In order to take account of the timescale necessary for setting up

the free trade areas between Lebanon and the other Mediterranean

countries, the Community undertakes to give favourable consideration

to requests presented to it for anticipated application of the

diagonal cumulation with those countries.

 

 

Joint Declaration relating to Article 27 of the Interim Agreement

(aa35)

 

The implementation of cooperation mentioned in Article 27(2) is

conditional upon the entry into force of a Lebanese competition law

and of the taking up of the duties of the authority responsible for

its application.

 

 

Joint Declaration relating to Article 30 of the Interim Agreement

(aa38)

 

The Parties agree that for the purpose of the Agreement,

intellectual, industrial and commercial property includes in

particular copyright, including the copyright in computer programs,

and neighbouring rights, the rights relating to databases, the

rights relating to patents, industrial designs, geographical

indications, including designations of origin, trademarks and

service marks, topographies of integrated circuits, as well as

protection against unfair competition as referred to in Article 10a

of the Paris Convention for the Protection of Industrial Property

and protection of undisclosed information on know-how.

The provisions of Article 30 shall not be interpreted in a manner to

oblige either Party to accede to international conventions other

than those referred to in Annex 2.

The Community will grant technical assistance to the Lebanese

Republic in its endeavour to comply with its obligations under

Article 30.

 

 

Joint Declaration relating to Article 37 of the Interim Agreement

(aa86)

 

(a) The Parties agree, for the purposes of the correct

interpretation and practical application of this Agreement, that the

term "cases of special urgency" in Article 37 means a case of the

material breach of the Agreement by one of the Parties. A material

breach of the Agreement consists in:

- repudiation of the Agreement not sanctioned by the general rules

of international law,

- violation of the essential element of the Agreement, namely its

Article 1.

(b) The Parties agree that the "appropriate measures" referred to in

Article 37 are measures taken in accordance with international law.

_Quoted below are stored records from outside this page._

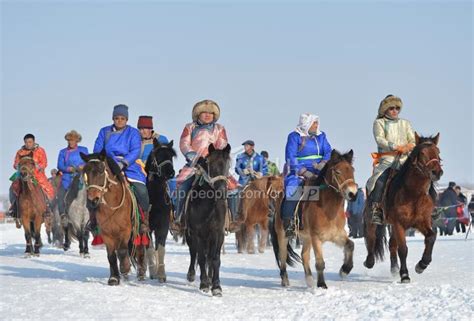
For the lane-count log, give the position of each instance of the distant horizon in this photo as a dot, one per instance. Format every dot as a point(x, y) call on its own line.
point(65, 65)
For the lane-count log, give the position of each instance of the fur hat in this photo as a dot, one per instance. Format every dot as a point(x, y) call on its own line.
point(387, 102)
point(73, 135)
point(206, 106)
point(145, 122)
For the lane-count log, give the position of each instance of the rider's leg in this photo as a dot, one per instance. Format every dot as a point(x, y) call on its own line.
point(141, 193)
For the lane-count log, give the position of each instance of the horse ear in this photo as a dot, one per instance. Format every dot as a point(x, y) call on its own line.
point(417, 138)
point(227, 149)
point(103, 155)
point(211, 148)
point(349, 156)
point(84, 157)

If a Party takes a measure in a case of special urgency as provided

for under Article 37, the other Party may avail itself of the

procedure relating to settlement of disputes.

 

 

DECLARATIONS BY THE EUROPEAN COMMUNITY

 

 

 

 

Declaration by the European Community on Turkey

 

The Community recalls that according to the customs union in force

between the Community and Turkey, this country has the obligation,

in relation to countries which are not members of the Community, to

align itself on the Common Customs Tariff and, progressively, with

the preferential customs regime of the Community, taking the

necessary measures and negotiating agreements on mutually

advantageous basis with the countries concerned. Consequently, the Community invites Lebanon to enter into negotiations with Turkey as

soon as possible.

 

 

Declaration by the European Community relating to Article 27 of the

Interim Agreement

(aa35)

 

The European Community declares that, in the context of the

interpretation of Article 27(1), it will assess any practice

contrary to that article on the basis of the criteria resulting from

the rules contained in Articles 81 and 82 of the Treaty establishing

the European Community, including secondary legislation.